IWD 101 years
International Women’s Day has been observed since the early 1900′s, a time of great expansion and turbulence in the industrialized world that saw booming population growth and the rise of radical ideologies.
This day marks a 101 official years of struggles, social change, achievements and innovation engendered by women from every corner of the globe.
History of International Women’s Day
1908 … Great unrest and critical debate was occurring amongst women. Women’s oppression and inequality was spurring women to become more vocal and active in campaigning for change.
Then in 1908, 15,000 women marched through New York City demanding shorter hours, better pay and voting rights.
1909 … In accordance with a declaration by the Socialist Party of America, the first National Woman’s Day (NWD) was observed across the United States on 28 February. Women continued to celebrate NWD on the last Sunday of February until 1913.

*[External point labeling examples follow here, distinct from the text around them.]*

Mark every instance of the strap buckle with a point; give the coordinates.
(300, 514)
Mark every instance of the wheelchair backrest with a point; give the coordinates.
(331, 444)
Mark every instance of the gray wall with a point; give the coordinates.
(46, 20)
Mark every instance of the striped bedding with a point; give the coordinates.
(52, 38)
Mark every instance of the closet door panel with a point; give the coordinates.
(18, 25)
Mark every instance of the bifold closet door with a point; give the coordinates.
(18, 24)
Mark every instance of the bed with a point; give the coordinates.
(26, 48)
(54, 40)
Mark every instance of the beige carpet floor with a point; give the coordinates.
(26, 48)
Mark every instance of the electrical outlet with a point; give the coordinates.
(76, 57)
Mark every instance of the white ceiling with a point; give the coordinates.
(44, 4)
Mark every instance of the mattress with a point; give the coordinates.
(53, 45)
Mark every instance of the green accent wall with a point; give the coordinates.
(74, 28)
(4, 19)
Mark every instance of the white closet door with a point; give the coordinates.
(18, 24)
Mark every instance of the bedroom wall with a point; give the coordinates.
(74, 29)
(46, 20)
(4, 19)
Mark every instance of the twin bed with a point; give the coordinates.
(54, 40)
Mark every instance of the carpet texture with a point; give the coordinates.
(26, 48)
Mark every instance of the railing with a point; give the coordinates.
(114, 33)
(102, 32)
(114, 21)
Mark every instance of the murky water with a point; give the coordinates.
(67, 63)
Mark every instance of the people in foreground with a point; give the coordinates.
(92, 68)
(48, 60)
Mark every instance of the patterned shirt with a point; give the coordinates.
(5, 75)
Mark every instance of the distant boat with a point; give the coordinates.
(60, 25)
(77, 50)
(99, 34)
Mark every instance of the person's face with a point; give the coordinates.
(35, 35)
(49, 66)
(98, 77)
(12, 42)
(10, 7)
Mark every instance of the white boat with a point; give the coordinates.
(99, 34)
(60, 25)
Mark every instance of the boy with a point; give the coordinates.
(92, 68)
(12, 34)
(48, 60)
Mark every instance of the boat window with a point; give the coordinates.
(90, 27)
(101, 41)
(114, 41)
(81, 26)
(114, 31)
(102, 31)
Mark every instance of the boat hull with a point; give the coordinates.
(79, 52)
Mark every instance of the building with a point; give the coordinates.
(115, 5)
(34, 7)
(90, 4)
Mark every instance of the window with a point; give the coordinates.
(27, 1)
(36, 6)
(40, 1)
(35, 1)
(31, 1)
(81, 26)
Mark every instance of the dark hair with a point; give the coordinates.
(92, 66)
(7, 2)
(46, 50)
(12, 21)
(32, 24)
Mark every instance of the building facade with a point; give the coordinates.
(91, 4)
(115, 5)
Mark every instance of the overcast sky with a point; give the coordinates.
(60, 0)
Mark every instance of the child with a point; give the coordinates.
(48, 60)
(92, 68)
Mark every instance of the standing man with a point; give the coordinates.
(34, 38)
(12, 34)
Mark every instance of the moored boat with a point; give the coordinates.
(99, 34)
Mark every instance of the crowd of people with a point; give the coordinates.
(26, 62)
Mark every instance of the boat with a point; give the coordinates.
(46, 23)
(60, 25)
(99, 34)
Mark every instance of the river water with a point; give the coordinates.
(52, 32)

1910 … In 1910 a second International Conference of Working Women was held in Copenhagen. A woman named a Clara Zetkin (Leader of the ‘Women’s Office’ for the Social Democratic Party in Germany) tabled the idea of an International Women’s Day
1911 … International Women’s Day (IWD) was honoured for the first time in Austria, Denmark, Germany and Switzerland on 19 March after a consensus in Copenhagen in 1911.
Over one million women and men attended IWD rallies campaigning for women’s rights to work, vote, be trained, to hold public office and end discrimination.
However less than a week later on 25 March, the tragic ‘Triangle Fire’ in New York City took the lives of more than 140 working women, most of them Italian and Jewish immigrants. This disaster drew significant attention to working conditions and labour legislation in the United States that became a focus of subsequent International Women’s Day events.